Emendas parlamentares não vão desaparecer. Muitas vezes retratadas com desconfiança no noticiário, as emendas parlamentares no Brasil são a forma como deputados e senadores destinam recursos do Orçamento federal para finalidades específicas, como a construção de um posto de saúde ou uma obra de infraestrutura urbana. Apesar de esse mecanismo existir no país há muitos anos, o seu destaque recente deve-se ao aumento expressivo dos valores alocados.

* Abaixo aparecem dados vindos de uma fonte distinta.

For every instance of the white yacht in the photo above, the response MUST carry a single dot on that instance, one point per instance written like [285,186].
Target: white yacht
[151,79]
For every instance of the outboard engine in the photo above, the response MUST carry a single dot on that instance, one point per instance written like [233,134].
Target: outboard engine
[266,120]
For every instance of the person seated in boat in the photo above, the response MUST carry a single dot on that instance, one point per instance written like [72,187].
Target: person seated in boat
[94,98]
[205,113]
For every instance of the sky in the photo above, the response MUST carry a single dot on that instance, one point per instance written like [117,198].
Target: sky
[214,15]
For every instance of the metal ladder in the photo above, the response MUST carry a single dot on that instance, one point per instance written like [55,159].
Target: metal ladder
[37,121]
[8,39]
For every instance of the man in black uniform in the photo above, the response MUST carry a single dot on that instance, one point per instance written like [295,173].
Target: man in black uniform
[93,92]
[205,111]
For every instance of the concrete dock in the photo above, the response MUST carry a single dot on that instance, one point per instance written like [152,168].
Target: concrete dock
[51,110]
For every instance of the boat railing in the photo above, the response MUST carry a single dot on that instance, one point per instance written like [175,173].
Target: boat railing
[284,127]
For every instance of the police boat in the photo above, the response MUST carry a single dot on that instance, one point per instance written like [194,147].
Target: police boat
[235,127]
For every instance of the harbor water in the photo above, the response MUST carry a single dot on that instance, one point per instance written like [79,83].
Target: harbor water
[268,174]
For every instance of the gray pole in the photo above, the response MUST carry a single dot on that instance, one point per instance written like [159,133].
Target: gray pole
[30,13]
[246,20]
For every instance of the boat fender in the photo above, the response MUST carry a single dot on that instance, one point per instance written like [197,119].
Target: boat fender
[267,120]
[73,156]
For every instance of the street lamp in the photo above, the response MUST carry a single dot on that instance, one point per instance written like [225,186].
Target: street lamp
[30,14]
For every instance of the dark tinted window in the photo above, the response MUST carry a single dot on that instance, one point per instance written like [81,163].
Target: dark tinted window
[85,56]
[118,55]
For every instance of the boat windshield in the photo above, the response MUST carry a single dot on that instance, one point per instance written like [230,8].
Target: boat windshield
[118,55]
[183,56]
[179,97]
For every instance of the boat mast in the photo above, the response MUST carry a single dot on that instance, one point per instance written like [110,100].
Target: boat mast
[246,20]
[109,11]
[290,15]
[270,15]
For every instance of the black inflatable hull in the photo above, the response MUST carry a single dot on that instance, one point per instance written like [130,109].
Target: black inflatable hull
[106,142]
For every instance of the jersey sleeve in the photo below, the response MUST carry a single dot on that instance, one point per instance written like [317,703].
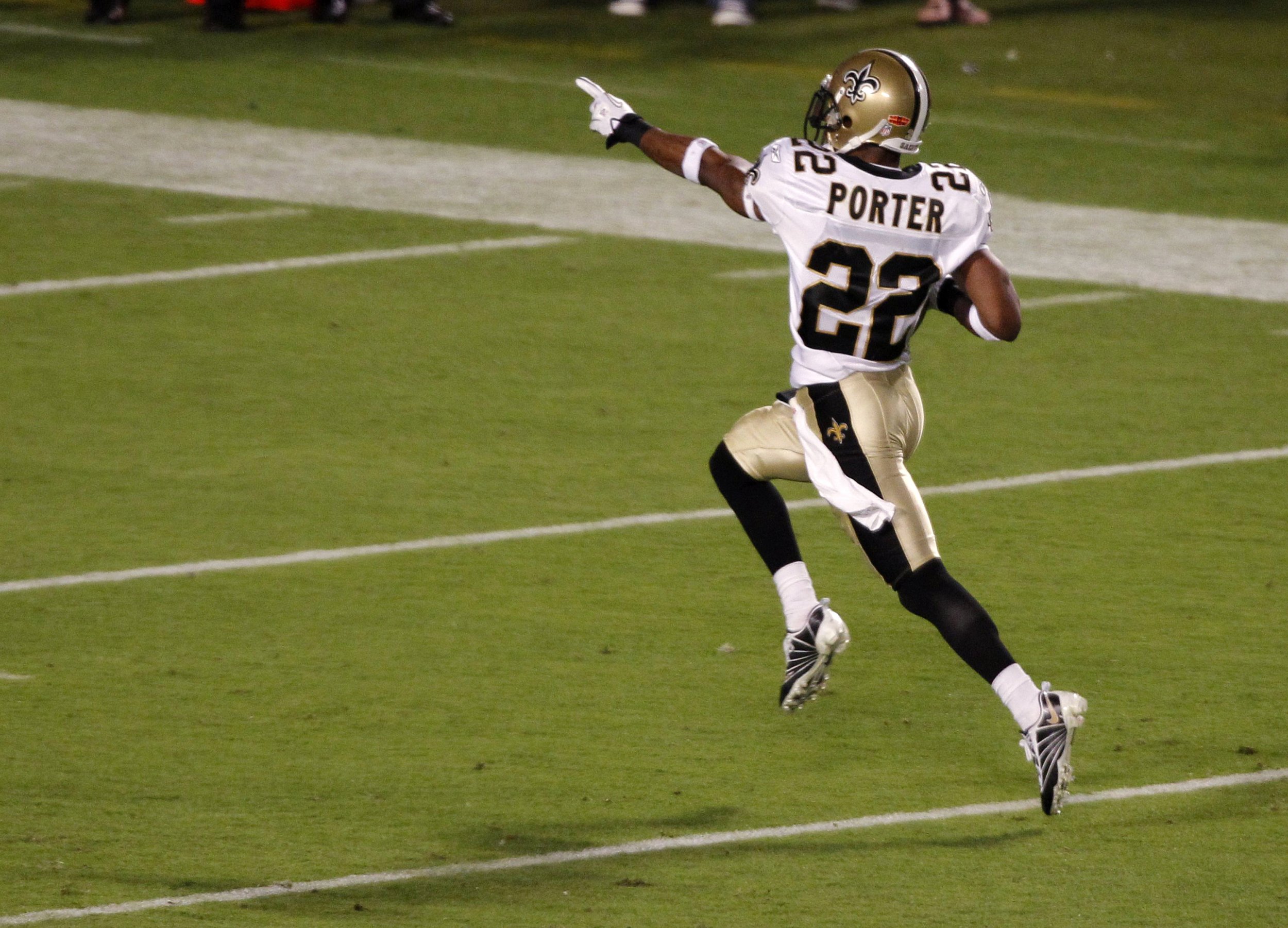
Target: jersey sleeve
[767,182]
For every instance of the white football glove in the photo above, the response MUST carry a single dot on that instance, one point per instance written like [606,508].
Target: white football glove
[606,110]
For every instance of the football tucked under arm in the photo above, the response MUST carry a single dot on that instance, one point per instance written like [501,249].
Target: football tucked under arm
[696,159]
[980,297]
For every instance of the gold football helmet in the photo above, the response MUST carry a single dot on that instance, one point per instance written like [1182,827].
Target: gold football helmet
[877,96]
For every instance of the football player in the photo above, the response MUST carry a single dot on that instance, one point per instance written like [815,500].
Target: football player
[870,247]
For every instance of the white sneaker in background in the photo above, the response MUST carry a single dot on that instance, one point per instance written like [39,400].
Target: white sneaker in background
[732,13]
[628,8]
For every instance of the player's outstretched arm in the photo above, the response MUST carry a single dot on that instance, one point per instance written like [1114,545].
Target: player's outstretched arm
[694,159]
[980,296]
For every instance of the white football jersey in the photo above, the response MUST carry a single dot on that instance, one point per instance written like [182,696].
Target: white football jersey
[866,248]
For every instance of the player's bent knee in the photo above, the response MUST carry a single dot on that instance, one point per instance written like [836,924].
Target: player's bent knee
[725,469]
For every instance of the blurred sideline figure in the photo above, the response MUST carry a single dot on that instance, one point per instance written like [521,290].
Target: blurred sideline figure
[111,12]
[943,12]
[416,11]
[727,12]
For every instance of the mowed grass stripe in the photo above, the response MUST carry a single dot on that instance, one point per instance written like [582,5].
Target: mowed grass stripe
[607,525]
[648,846]
[279,265]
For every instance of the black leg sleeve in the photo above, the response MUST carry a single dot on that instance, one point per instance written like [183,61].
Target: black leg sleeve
[931,593]
[759,508]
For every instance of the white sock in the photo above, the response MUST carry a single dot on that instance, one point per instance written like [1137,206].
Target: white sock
[1018,694]
[798,593]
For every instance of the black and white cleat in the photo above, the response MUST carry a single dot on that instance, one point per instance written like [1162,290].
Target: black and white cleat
[809,654]
[1049,744]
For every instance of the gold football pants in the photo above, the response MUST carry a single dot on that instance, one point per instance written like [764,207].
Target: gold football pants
[872,423]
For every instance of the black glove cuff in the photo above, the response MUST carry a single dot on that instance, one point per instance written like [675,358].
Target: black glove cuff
[948,294]
[630,128]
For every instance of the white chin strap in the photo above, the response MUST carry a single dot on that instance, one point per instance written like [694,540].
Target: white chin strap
[902,146]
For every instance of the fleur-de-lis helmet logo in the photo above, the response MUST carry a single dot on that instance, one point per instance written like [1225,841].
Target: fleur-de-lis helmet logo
[858,84]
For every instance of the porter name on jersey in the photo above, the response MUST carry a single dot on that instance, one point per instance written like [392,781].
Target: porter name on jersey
[866,247]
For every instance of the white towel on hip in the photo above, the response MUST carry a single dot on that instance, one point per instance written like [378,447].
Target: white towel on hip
[834,485]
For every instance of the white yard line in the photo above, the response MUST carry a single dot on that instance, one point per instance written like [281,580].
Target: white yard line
[495,76]
[754,274]
[608,525]
[205,218]
[617,196]
[281,265]
[1075,299]
[45,32]
[648,846]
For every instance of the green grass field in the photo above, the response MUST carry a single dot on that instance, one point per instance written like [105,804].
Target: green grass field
[238,729]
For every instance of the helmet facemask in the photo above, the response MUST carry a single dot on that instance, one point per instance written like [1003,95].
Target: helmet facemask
[823,116]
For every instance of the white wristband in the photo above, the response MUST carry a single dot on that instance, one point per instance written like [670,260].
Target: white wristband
[977,325]
[693,159]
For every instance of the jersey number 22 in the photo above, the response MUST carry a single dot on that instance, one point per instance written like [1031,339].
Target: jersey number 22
[880,342]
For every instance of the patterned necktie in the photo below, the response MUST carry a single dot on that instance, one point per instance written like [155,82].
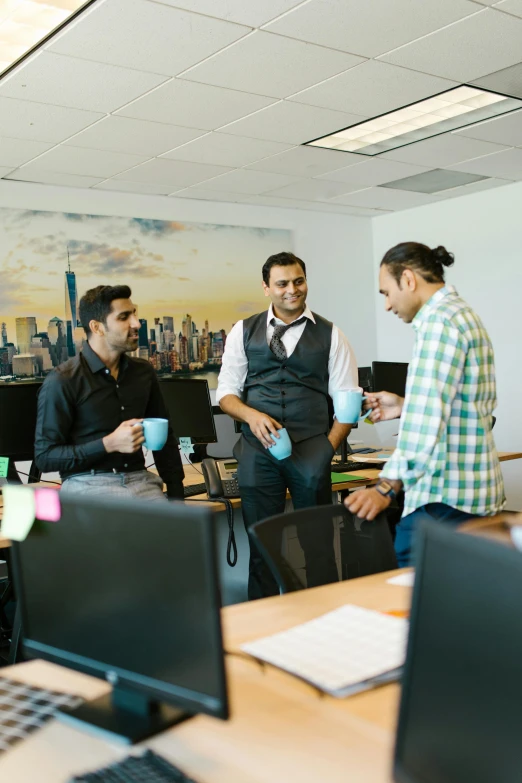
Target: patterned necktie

Segundo dados da recém-lançada Central das Emendas, plataforma colaborativa que organiza informações sobre emendas parlamentares, os valores empenhados nesse mecanismo saltaram de R$ 4 bilhões em 2015 para R$ 46 bilhões em 2024, um aumento de mais de dez vezes em uma década. Nos últimos cinco anos, o montante representou em torno de um quinto das despesas discricionárias do governo federal. Ou seja, boa parte do recurso que o governo pode escolher como gastar, excetuando as despesas pré-definidas como o pagamento de salários, está sendo definido por parlamentares.
Esse crescimento revela uma mudança estrutural. Desde 2016, as emendas individuais tornaram-se impositivas e os parlamentares ganharam autonomia para direcionar verbas sem depender do aval do Executivo. Sem o controle das emendas individuais, governo e congresso criaram as emendas de relator, iniciadas em 2020 e proibidas pelo Supremo Tribunal Federal em 2022, e ampliaram as de comissão, que saltaram de R$ 308 milhões, em 2022, para mais de R$ 8 bilhões, em 2023, conforme registra a Central das Emendas.
Debater o ‘fim’ das emendas não deve ser buscar a sua extinção, mas aprimorar a sua finalidade
Essas condições tornam ainda maior o desafio da transparência desse gasto. Os múltiplos portais públicos de dados sobre emendas parlamentares, como o SIGA Brasil do Senado Federal e o Portal da Transparência, têm sido bastante aprimorados nos últimos meses, mas ainda fornecem informações fragmentadas e de difícil compreensão. Adicionalmente, as próprias regras das emendas permitem, em diversos casos, omissão tanto dos autores como da destinação final do recurso.
Além disso, vale retomar a questão do papel do Congresso na democracia brasileira. O Congresso não deveria seguir a divisão clássica de poderes e concentrar seus esforços no debate sobre as leis do país e na fiscalização de políticas públicas, em vez de se dedicar à alocação fragmentada de recursos? Parece não ser essa a escolha dos legisladores. A trajetória política do Brasil na última década sugere que as emendas não devem diminuir drasticamente e estão muito longe de acabar. Isso seria compreendido como uma redução de poder do Congresso, o oposto da tendência que vemos nos anos mais recentes com o aumento gradativo do poder do Legislativo sobre o Orçamento.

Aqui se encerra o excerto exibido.